I am going to use nicotine-replacement. There is no way that I can quit cold turkey – especially considering the mood swings and emotional rollercoasters I experience while withdrawing from nicotine. Last time I used the full on patch program from step 1 to 3 for all the suggested lengths of time. This time I’m going to be a little more relaxed about it. I am going to start with step 2, do it for a couple of weeks, move on to step 3 for a couple of weeks, and be done with it. I know all the statistics say that following the program is more successful, but I’m just going to try and cut some corners since I think I have the tools and motivation to be successful.

I want to share some quotes and tips that I found to be particularly useful to me when I quit last, as well as things I find useful this time around.

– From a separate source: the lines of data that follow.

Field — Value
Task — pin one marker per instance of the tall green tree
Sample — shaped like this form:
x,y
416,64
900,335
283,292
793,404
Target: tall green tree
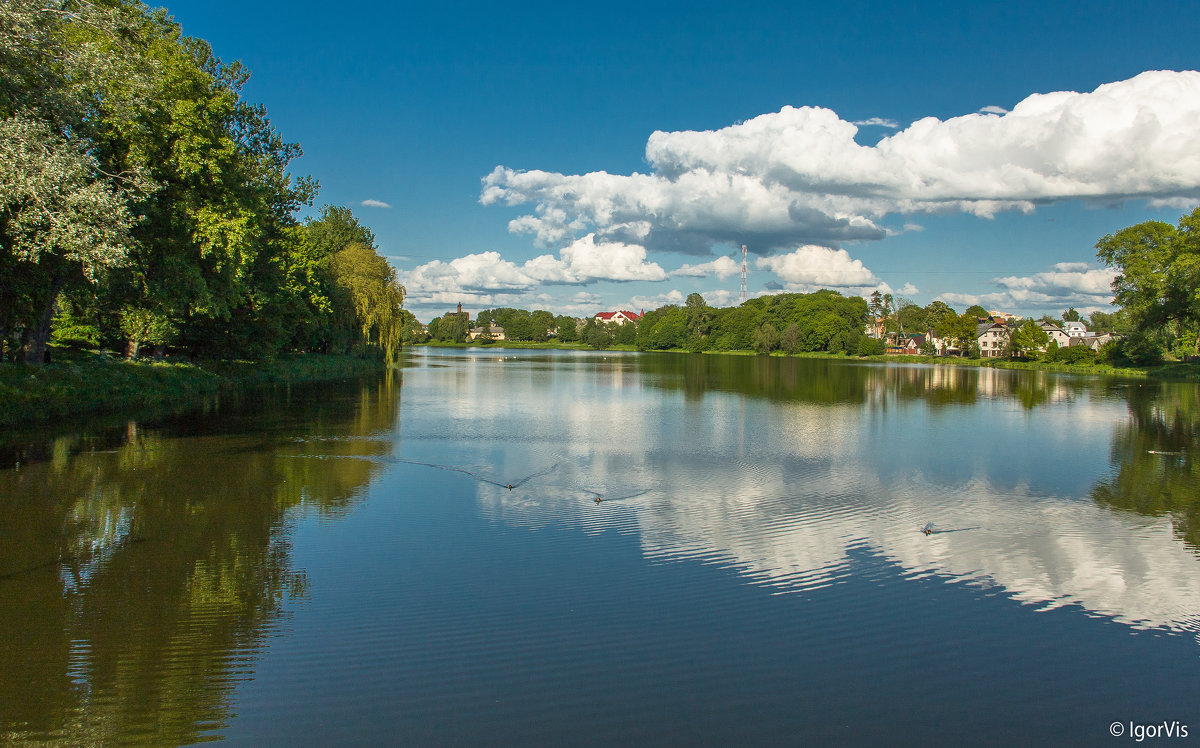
x,y
1158,280
377,298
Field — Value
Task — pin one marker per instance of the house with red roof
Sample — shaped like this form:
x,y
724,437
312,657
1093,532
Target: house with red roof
x,y
619,317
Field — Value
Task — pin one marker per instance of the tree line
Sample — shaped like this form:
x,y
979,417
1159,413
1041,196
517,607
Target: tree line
x,y
144,202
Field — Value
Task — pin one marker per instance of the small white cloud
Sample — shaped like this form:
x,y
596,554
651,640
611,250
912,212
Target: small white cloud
x,y
877,121
798,175
1173,203
649,303
813,265
586,261
721,267
1069,283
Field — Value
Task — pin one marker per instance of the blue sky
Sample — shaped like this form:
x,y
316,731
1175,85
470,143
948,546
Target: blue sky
x,y
585,209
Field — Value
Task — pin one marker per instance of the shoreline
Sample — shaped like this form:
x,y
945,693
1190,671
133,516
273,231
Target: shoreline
x,y
1168,371
89,386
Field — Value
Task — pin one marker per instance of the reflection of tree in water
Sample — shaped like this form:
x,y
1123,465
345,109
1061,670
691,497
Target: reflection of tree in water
x,y
1163,419
136,582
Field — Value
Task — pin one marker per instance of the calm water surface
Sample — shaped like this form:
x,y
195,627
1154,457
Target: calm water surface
x,y
695,550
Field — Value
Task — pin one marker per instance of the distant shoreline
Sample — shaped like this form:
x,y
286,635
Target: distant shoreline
x,y
84,387
1175,370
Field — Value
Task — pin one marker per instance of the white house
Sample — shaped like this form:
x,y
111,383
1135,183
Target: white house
x,y
1056,334
619,317
991,336
495,330
1074,329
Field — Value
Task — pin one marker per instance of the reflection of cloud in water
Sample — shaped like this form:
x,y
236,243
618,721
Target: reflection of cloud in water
x,y
790,490
792,514
1043,551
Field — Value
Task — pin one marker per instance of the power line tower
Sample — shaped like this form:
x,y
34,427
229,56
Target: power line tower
x,y
743,273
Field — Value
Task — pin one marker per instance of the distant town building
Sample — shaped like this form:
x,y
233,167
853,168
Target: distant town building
x,y
993,336
1074,329
1056,334
621,317
495,330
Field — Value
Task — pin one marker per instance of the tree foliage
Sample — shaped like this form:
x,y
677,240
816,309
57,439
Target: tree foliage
x,y
1158,279
137,184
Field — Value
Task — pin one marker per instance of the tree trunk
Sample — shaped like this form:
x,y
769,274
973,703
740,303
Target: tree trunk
x,y
35,349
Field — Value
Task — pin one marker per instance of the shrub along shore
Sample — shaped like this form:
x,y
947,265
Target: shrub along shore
x,y
88,384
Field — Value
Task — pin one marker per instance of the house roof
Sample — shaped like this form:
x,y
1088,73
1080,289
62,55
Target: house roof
x,y
607,316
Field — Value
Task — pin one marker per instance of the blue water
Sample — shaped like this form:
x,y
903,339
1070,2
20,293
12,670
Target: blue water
x,y
753,573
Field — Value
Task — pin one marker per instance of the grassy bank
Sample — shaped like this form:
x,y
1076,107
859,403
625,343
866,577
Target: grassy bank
x,y
87,386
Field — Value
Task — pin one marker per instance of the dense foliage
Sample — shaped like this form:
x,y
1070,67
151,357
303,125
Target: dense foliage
x,y
793,323
144,202
1158,285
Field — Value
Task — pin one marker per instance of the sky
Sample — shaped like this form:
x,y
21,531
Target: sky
x,y
586,157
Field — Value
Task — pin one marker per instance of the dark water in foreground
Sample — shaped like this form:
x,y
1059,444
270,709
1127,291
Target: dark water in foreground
x,y
346,564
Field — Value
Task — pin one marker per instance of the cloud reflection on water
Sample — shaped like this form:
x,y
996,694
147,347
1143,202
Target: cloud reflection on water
x,y
786,491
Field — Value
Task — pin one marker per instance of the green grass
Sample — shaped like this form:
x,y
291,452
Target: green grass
x,y
82,386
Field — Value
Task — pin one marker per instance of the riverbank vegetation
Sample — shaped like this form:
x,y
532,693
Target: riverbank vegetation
x,y
85,386
147,207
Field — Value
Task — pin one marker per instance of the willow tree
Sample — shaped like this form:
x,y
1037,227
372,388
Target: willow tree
x,y
1158,276
370,283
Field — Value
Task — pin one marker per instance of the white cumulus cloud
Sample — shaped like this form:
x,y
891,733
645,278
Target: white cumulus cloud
x,y
1072,283
797,177
721,267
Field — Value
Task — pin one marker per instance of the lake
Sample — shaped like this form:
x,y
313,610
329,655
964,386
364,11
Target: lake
x,y
501,546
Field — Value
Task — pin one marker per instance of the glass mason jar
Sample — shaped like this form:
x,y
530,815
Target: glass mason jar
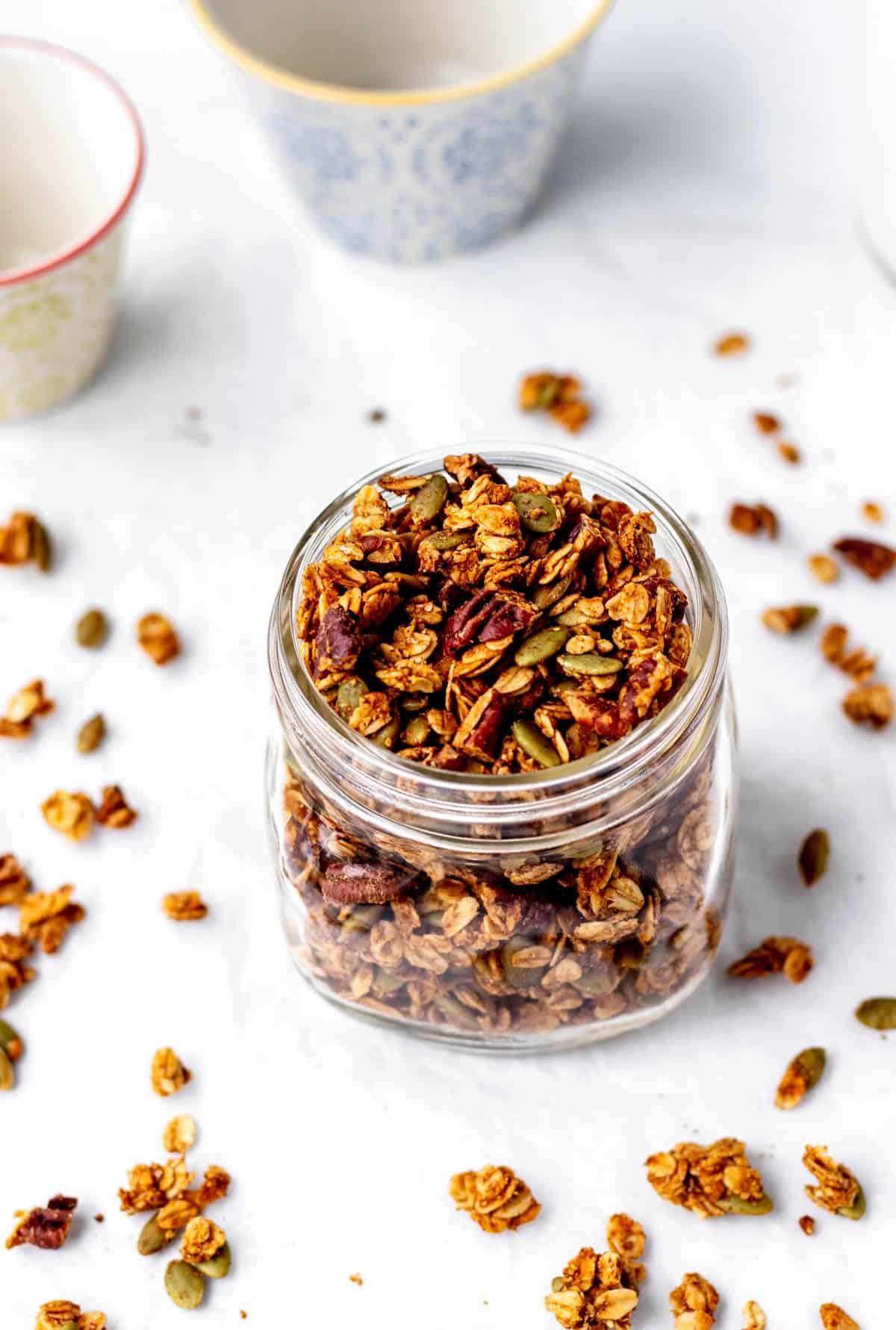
x,y
528,911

I will try to do this as I go along. For now, I will start with the 5 D’s. The 5 D’s are five tools that use can use when you want a cigarette:

  1. Distract – Take your mind somewhere else. Find a chore to do. Eat a healthy snack.
  2. Delay – You can do anything for 5 minutes. Just wait. I have found that 90% of the time, if I wait 5 minutes when craving a cigarette, the craving will go away. In the moment of the craving I’ll think I just can’t live without one. Once I let the moment pass, I regain my self-control.
  3. Discuss – Talk about it. Tell a friend. Go to a meeting. Find a forum. Write in a journal.
  4. Drink Water – As is mentioned in my “Water, Water Everywhere” post, water is great for quitting smoking. It also can replace the hand-to-mouth oral fixation that often accompanies cigarette addiction.
  5. Deep Breaths – Deep breathing is great for stress relief. It can help calm you down when you’re in a frenzy. Breathing can also help you with “Distract” and “Delay.”